How is Big Data changing the face of Biotech/Pharma?

Need of Big Data in Pharmaceuticals?

Big data has proven to be extremely advantageous in the healthcare and pharmaceutical domains. Right from drug discovery to marketing, healthcare is largely dependent on big data not only to identify valuable resources but also to integrate it into their foundation. This decreases the time taken to consolidate datasets from various sources while increasing accuracy in the field of pharmaceutical research and development. From a business perspective, big data enables more informed decision-making with which companies can develop efficient medication with negligible side effects in the long run. Biotechnology: medicinal or pharmaceutical is based on a dynamic system that is constantly undergoing change. Each aspect of biology starting from molecular to cellular to anatomical to medical contains big amount quantitative data. To examine, analyze and utilize such data, one requires computational interference. Biotechnologists need to actively employ programing tools to carry out their research, generate and update drug repositories to improve medication and health holistically.

Universities across the globe

USA

Why USA?

Data Science one of the hottest markets in context of analytics. Biotech-Pharma is no exception when having to realize the power of big data. Various factors contribute to the choice of USA when it comes to pursuing a Masters in Data Science:

  • High rate of job satisfaction.
  • Increasing job opportunities for data scientists.
  • Salary compensation with years of experience.
  • Possibility of remote working.
  • The language of communication and education is English.

A Masters degree is the USA would require two years. Barring the top and elite colleges which includes Harvard, Yale, Stanford, Duke, Pennsylvania, Columbia and others, there are several Tier 2 and/or 3 universities in the USA for Masters (MS) in Data Science/Analytics.
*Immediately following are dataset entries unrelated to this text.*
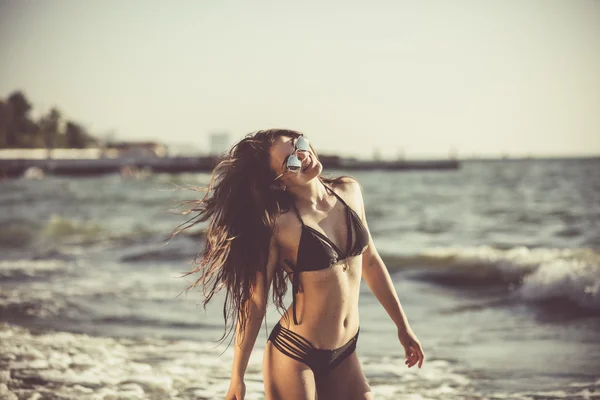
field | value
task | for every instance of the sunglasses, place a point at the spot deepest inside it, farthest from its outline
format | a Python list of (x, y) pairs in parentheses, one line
[(292, 162)]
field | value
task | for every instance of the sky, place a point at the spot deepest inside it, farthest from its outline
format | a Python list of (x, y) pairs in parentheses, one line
[(420, 78)]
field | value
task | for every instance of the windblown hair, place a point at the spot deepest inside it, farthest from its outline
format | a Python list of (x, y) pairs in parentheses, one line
[(241, 204)]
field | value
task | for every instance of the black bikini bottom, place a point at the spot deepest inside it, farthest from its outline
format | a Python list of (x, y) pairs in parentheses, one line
[(321, 361)]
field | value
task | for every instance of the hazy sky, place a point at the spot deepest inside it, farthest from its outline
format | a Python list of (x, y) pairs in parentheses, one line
[(487, 77)]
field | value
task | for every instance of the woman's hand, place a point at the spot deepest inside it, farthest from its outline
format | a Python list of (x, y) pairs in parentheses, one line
[(412, 347), (237, 390)]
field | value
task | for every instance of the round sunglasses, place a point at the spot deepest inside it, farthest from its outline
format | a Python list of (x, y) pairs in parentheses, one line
[(292, 162)]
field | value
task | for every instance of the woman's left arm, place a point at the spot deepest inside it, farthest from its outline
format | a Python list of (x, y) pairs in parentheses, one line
[(378, 279)]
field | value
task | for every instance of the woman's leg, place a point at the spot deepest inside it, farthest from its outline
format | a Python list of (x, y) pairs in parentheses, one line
[(346, 381), (286, 378)]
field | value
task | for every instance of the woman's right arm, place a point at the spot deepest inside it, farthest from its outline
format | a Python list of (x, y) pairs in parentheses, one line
[(245, 339)]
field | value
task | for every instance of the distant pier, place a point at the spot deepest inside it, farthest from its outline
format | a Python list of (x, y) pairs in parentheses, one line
[(100, 166)]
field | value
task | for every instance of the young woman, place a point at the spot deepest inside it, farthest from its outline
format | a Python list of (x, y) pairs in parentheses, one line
[(272, 217)]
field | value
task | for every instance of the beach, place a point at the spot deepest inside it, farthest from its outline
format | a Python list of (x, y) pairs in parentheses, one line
[(497, 266)]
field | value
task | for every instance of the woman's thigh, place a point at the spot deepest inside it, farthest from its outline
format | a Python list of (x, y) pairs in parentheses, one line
[(346, 381), (286, 378)]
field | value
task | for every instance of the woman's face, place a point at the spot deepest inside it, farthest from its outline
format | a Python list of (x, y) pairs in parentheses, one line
[(280, 150)]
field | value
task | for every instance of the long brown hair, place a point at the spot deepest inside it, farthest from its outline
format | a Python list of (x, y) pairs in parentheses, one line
[(241, 204)]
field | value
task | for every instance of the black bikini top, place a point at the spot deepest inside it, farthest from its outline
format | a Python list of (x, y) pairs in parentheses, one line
[(316, 251)]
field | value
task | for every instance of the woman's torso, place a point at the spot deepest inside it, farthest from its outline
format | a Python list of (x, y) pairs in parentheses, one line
[(327, 302)]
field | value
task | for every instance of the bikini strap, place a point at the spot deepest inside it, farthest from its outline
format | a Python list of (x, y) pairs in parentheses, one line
[(297, 213), (295, 287), (348, 219)]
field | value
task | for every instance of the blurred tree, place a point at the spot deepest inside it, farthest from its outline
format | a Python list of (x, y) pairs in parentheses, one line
[(3, 123), (18, 110), (49, 125), (77, 137), (17, 130)]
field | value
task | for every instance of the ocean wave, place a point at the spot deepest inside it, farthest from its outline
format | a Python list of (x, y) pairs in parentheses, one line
[(59, 230), (28, 269), (539, 274)]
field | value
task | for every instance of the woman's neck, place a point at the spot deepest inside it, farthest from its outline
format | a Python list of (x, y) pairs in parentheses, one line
[(312, 195)]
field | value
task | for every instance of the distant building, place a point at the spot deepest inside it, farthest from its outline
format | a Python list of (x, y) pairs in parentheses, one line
[(135, 150), (219, 143)]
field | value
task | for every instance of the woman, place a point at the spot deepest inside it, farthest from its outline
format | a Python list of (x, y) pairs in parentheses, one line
[(273, 216)]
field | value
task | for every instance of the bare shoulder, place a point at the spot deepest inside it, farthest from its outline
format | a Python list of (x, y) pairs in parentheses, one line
[(351, 191), (348, 186)]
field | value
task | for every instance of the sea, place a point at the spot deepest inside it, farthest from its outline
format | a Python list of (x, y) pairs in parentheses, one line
[(496, 265)]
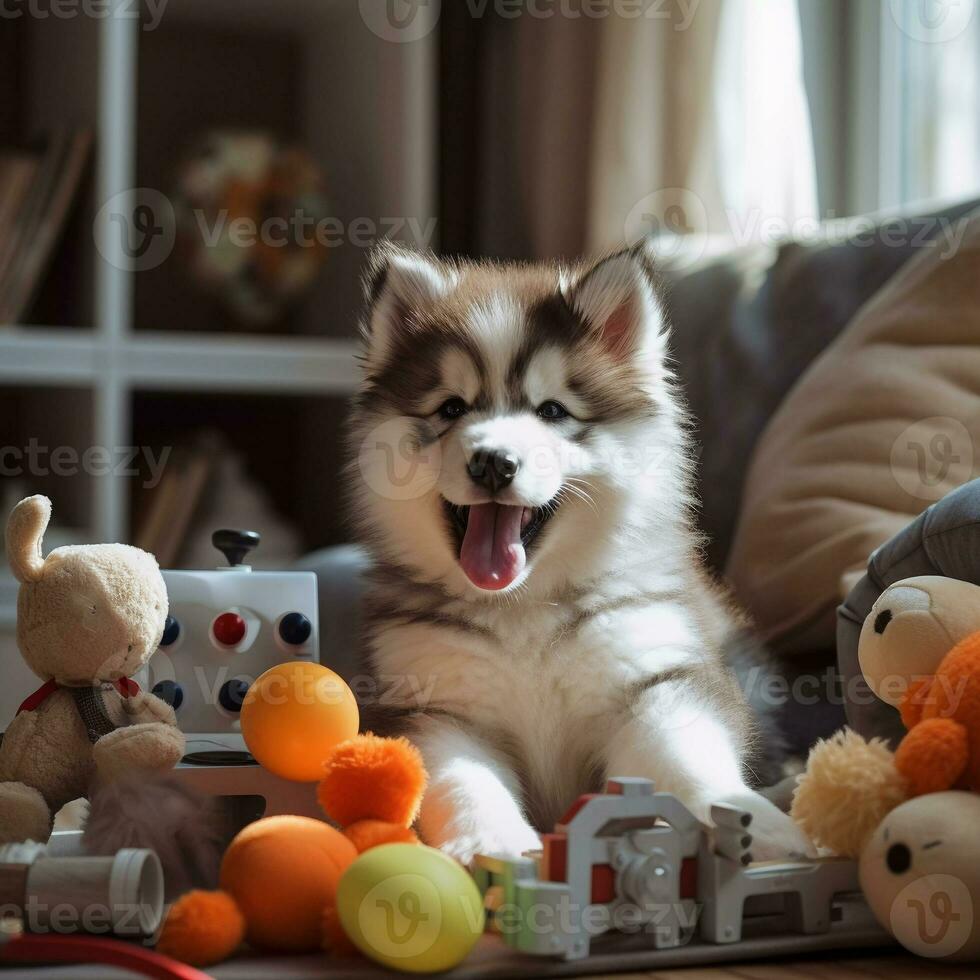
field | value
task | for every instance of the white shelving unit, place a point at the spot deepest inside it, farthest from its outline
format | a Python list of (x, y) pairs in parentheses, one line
[(109, 361)]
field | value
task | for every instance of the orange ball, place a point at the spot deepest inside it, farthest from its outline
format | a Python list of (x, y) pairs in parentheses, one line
[(283, 873), (294, 715)]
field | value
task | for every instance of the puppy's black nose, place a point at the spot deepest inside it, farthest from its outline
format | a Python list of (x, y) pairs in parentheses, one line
[(493, 470)]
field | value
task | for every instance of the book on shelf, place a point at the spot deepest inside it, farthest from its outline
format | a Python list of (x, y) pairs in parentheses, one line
[(37, 190)]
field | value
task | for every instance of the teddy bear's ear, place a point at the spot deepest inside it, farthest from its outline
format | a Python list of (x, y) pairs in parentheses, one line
[(25, 530)]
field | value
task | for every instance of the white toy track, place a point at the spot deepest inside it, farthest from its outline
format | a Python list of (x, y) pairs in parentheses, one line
[(224, 629), (634, 859)]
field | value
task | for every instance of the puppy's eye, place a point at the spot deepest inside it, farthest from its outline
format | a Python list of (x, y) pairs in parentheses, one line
[(552, 411), (453, 408)]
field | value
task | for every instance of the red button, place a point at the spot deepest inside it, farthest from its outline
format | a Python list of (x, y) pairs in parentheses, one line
[(229, 629)]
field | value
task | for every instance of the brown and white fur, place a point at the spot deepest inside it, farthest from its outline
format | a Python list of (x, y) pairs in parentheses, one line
[(605, 654)]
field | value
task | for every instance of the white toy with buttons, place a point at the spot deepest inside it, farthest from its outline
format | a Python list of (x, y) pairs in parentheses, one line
[(224, 629)]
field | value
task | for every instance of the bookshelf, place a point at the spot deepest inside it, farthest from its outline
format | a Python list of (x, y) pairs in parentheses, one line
[(108, 369)]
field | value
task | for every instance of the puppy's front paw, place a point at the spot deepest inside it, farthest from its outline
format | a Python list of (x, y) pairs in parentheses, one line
[(506, 842), (774, 834)]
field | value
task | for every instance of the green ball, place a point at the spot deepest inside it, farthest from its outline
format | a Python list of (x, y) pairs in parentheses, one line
[(410, 907)]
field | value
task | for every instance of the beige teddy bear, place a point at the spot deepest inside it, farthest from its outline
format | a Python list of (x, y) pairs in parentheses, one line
[(911, 627), (88, 617)]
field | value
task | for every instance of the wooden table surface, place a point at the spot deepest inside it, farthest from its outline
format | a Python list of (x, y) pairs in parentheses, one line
[(892, 967)]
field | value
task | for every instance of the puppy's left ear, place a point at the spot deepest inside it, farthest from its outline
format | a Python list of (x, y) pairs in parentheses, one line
[(619, 300), (398, 282)]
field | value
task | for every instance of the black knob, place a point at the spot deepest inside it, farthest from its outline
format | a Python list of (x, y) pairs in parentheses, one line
[(171, 632), (234, 544), (170, 692), (232, 694), (295, 629)]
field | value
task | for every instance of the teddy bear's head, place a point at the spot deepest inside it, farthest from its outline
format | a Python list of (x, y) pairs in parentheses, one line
[(920, 873), (911, 627), (86, 613)]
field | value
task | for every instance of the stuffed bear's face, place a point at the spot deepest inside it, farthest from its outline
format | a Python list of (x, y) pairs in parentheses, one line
[(920, 873), (97, 614), (911, 627)]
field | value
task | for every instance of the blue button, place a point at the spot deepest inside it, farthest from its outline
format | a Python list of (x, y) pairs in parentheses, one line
[(171, 692)]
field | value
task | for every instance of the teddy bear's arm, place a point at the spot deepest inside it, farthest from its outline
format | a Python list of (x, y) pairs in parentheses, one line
[(15, 750), (145, 707), (933, 756)]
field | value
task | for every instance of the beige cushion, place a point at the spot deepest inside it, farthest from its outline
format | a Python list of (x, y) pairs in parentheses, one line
[(885, 422)]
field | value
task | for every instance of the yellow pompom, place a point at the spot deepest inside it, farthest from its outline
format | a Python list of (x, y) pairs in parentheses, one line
[(849, 786)]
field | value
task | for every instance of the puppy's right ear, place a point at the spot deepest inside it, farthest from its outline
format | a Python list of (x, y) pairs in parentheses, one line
[(25, 530), (399, 282)]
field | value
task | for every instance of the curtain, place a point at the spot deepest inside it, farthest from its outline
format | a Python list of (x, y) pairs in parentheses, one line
[(581, 133)]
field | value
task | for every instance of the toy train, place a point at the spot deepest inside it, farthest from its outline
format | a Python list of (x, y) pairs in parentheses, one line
[(632, 859)]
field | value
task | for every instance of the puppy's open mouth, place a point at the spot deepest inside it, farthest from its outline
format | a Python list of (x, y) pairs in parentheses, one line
[(494, 539)]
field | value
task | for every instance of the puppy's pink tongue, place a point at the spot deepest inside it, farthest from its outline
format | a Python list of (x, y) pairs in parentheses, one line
[(492, 554)]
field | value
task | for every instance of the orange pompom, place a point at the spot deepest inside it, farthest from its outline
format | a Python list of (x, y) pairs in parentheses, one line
[(368, 777), (364, 834), (283, 872), (202, 928), (933, 756)]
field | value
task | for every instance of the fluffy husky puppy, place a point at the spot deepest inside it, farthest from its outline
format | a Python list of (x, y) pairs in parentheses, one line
[(537, 614)]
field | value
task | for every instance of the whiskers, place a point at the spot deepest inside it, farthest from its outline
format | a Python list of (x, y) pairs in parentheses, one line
[(579, 489)]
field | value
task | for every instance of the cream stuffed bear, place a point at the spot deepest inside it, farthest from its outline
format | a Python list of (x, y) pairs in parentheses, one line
[(913, 624), (88, 617), (920, 873)]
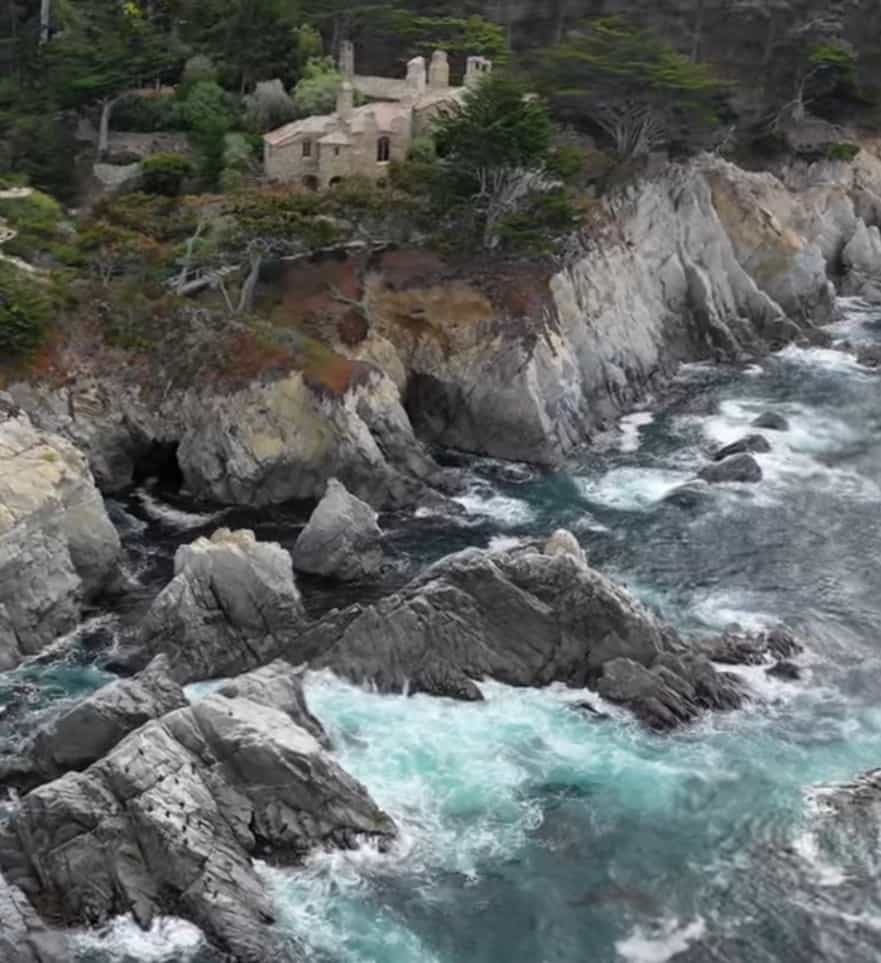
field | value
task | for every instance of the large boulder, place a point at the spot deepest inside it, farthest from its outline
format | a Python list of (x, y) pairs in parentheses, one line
[(771, 421), (230, 607), (81, 734), (281, 686), (735, 468), (170, 819), (24, 938), (58, 548), (523, 617), (287, 438), (755, 443), (861, 260), (342, 538)]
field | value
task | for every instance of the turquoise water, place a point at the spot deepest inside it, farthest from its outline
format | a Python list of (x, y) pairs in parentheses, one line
[(531, 833)]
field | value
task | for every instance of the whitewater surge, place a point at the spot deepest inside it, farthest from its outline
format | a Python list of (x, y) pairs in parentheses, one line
[(543, 826)]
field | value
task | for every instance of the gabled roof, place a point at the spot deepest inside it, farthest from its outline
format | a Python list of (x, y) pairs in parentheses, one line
[(308, 126), (335, 137)]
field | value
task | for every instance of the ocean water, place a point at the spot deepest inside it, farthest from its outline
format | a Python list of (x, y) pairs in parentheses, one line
[(533, 833)]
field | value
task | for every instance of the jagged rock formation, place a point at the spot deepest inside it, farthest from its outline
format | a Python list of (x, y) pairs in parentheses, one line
[(862, 262), (168, 821), (342, 538), (740, 467), (699, 260), (520, 360), (24, 938), (282, 440), (523, 617), (57, 545), (230, 607), (78, 736), (280, 686), (264, 443)]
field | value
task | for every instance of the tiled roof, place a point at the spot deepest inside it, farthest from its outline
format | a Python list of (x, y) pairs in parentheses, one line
[(316, 125)]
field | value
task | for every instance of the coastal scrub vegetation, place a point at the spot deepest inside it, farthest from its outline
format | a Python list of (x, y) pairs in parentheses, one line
[(512, 171)]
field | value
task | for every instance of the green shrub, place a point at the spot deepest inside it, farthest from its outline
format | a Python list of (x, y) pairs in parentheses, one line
[(25, 310), (535, 228), (37, 218), (843, 151), (165, 174), (568, 162)]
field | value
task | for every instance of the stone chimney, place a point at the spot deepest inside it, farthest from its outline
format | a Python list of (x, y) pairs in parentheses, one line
[(345, 99), (439, 71), (476, 68), (347, 59), (416, 75)]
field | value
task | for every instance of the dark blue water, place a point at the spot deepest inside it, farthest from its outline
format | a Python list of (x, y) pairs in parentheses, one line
[(531, 834)]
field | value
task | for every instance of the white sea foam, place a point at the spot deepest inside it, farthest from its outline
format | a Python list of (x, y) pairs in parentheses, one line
[(825, 873), (169, 940), (175, 517), (658, 946), (630, 426), (504, 543), (832, 359), (795, 456), (633, 489)]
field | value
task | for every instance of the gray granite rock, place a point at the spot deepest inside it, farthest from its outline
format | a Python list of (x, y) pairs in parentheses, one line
[(170, 818), (58, 548), (342, 538), (230, 607), (523, 617)]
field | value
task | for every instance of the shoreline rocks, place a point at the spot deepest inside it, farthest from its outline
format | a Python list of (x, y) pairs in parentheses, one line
[(231, 606), (342, 538), (732, 468), (525, 618), (170, 818), (58, 548)]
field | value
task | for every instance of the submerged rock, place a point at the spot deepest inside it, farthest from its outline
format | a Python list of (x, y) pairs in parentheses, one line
[(690, 495), (869, 355), (58, 548), (563, 542), (231, 606), (24, 938), (772, 421), (169, 821), (342, 538), (286, 438), (861, 260), (757, 443), (671, 692), (752, 648), (788, 671), (735, 468), (523, 617)]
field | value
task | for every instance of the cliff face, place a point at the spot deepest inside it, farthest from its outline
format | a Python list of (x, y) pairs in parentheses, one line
[(704, 260), (519, 360)]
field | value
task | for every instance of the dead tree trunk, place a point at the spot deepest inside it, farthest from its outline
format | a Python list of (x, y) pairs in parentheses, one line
[(45, 20)]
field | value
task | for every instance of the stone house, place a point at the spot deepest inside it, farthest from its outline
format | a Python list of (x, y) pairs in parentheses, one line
[(316, 152)]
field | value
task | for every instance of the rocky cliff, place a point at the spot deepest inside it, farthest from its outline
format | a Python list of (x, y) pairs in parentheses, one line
[(522, 360), (57, 545), (702, 260)]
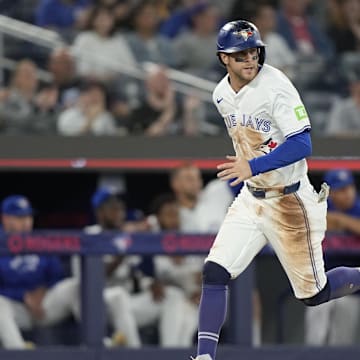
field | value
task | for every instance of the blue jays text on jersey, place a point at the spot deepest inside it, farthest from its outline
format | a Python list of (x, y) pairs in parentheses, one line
[(247, 120)]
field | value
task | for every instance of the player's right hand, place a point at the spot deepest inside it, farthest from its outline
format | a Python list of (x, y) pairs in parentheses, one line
[(237, 168)]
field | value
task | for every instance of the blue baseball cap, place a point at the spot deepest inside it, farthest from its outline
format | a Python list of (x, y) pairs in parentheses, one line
[(339, 178), (101, 195), (16, 205)]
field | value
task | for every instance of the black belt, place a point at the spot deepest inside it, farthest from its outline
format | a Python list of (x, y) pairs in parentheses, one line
[(263, 193)]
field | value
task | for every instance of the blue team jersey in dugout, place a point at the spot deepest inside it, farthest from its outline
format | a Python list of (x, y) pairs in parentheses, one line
[(22, 273)]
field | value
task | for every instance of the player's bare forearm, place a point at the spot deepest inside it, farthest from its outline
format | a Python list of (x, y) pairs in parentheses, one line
[(236, 168), (350, 223)]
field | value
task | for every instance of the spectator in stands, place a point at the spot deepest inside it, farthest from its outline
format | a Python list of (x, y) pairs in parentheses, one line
[(344, 25), (99, 49), (62, 66), (90, 116), (301, 31), (64, 16), (33, 290), (155, 113), (23, 109), (344, 119), (278, 53), (149, 300), (144, 40), (336, 322), (200, 41), (179, 20), (344, 203), (180, 271)]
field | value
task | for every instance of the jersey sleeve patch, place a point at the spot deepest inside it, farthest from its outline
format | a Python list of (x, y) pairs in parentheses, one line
[(300, 112)]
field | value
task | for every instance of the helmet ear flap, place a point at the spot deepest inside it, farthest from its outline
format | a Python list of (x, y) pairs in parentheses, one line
[(262, 54), (220, 59)]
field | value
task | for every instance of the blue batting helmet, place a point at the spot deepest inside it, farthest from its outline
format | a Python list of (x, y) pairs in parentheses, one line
[(240, 35)]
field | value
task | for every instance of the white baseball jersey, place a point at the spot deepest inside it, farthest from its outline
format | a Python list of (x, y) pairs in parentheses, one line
[(260, 117)]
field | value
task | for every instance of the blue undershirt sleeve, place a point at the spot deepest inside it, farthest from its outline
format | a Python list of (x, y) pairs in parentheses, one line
[(294, 148)]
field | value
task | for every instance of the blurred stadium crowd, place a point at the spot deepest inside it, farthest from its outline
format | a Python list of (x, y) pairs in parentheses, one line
[(118, 70), (87, 85)]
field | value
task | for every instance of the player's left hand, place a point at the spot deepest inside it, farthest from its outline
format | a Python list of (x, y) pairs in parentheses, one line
[(236, 168)]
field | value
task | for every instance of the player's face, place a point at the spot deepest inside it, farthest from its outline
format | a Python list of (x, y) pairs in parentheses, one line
[(242, 65), (343, 198)]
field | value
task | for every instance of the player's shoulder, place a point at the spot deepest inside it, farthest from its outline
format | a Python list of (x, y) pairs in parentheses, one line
[(274, 77), (220, 90)]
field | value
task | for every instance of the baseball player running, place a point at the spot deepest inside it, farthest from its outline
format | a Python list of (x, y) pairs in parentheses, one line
[(269, 128)]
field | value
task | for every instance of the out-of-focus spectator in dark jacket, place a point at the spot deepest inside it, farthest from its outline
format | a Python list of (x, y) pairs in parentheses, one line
[(100, 49), (344, 25), (65, 16), (62, 67), (90, 116), (155, 114), (344, 119), (24, 109), (336, 322), (145, 41), (301, 31), (200, 42), (278, 53)]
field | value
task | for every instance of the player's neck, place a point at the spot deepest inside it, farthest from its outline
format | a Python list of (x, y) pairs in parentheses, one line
[(236, 82), (187, 202)]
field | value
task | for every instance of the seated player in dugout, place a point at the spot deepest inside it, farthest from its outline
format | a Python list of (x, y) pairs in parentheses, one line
[(270, 131)]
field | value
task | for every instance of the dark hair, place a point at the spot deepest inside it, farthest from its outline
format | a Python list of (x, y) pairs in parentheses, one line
[(94, 12), (138, 8)]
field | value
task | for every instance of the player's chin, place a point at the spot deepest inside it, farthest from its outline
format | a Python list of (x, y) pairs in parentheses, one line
[(248, 73)]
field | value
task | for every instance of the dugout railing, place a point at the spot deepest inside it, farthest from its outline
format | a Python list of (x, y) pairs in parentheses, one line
[(92, 247)]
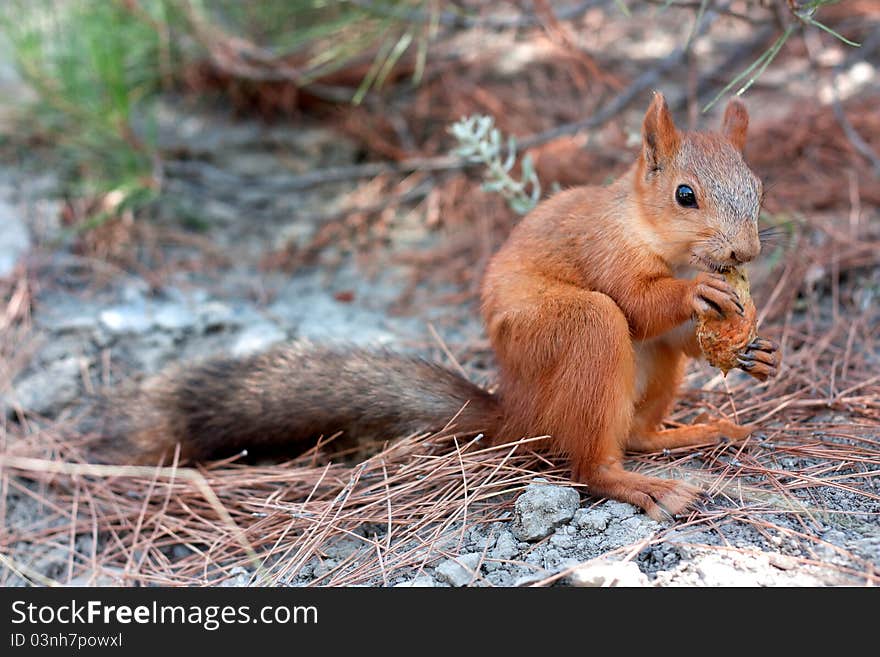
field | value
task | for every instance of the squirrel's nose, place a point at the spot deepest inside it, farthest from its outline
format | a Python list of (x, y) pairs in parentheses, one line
[(740, 256)]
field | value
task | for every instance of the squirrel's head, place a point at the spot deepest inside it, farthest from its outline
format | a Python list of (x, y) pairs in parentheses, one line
[(697, 191)]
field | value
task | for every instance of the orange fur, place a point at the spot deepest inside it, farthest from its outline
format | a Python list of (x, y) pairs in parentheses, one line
[(591, 320)]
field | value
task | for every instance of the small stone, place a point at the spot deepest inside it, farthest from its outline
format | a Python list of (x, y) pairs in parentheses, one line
[(562, 540), (542, 508), (422, 581), (131, 318), (257, 338), (608, 574), (619, 509), (174, 317), (591, 521), (240, 578), (506, 546), (48, 389), (459, 571)]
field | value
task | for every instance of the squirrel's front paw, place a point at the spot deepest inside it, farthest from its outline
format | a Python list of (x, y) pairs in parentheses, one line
[(713, 295), (761, 359)]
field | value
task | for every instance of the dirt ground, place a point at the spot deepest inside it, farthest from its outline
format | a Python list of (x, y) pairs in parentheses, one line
[(235, 258)]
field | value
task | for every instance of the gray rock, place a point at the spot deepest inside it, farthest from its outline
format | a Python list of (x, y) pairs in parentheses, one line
[(128, 318), (608, 573), (506, 546), (459, 571), (241, 577), (542, 508), (619, 509), (174, 317), (47, 389), (591, 521), (15, 240), (257, 338)]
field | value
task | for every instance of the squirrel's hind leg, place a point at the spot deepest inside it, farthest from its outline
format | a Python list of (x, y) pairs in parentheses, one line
[(577, 383), (662, 367)]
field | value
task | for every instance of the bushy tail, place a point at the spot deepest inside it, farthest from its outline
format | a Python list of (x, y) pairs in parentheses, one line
[(285, 399)]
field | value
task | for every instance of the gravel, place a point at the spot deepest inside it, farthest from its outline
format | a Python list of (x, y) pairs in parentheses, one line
[(542, 508)]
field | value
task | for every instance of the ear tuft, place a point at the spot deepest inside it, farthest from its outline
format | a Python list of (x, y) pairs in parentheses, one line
[(735, 123), (660, 137)]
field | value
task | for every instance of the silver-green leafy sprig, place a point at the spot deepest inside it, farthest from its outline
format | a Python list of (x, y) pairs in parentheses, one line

Universities offering Masters in Data Science in US

  • The George Washington University – School of Engineering & Applied Science
  • Tufts University – Graduate School of Arts and Sciences
  • New York University New York City
  • University of Miami
  • Georgia Tech University
  • University of Minnesota Twin Cities
  • North Carolina State University
  • University of Texas, Austin
  • ‘University of Southern California
  • University of Colorado Boulder
  • University of Maryland, College Park
  • Rutgers University

Eligibility to study Masters in Data Science in the USA?

UK

Why UK?

The second most sought-after destination for data science and analytics is the UK. The Dynamics of Data Science as reported by the Royal Society claims that the need for data science graduates have increased by several folds, including in the pharmaceutical and biotechnological sector. The factors contributing to the same are:

  • Home to several AI and Big Data based companies making in-house recruitment more favorable.
  • The steep rise in demand for data science experts is supported by turnovers of several million pounds as seen over half of the decade.
  • The average salaries of data scientists have also increased substantially making it a suitable destination after US.
  • Most importantly, the courses offered in the UK at the Masters level are more versatile. This means there are more options and combinations to choose from for a data science enthusiast without losing the biotech/pharma niche. Depending on the course, there are one-year degree courses available too. However, not all courses might be same in terms of duration; one crucial factor here is to scan through the course curricula carefully before application(s).
  • The language of communication and education is English.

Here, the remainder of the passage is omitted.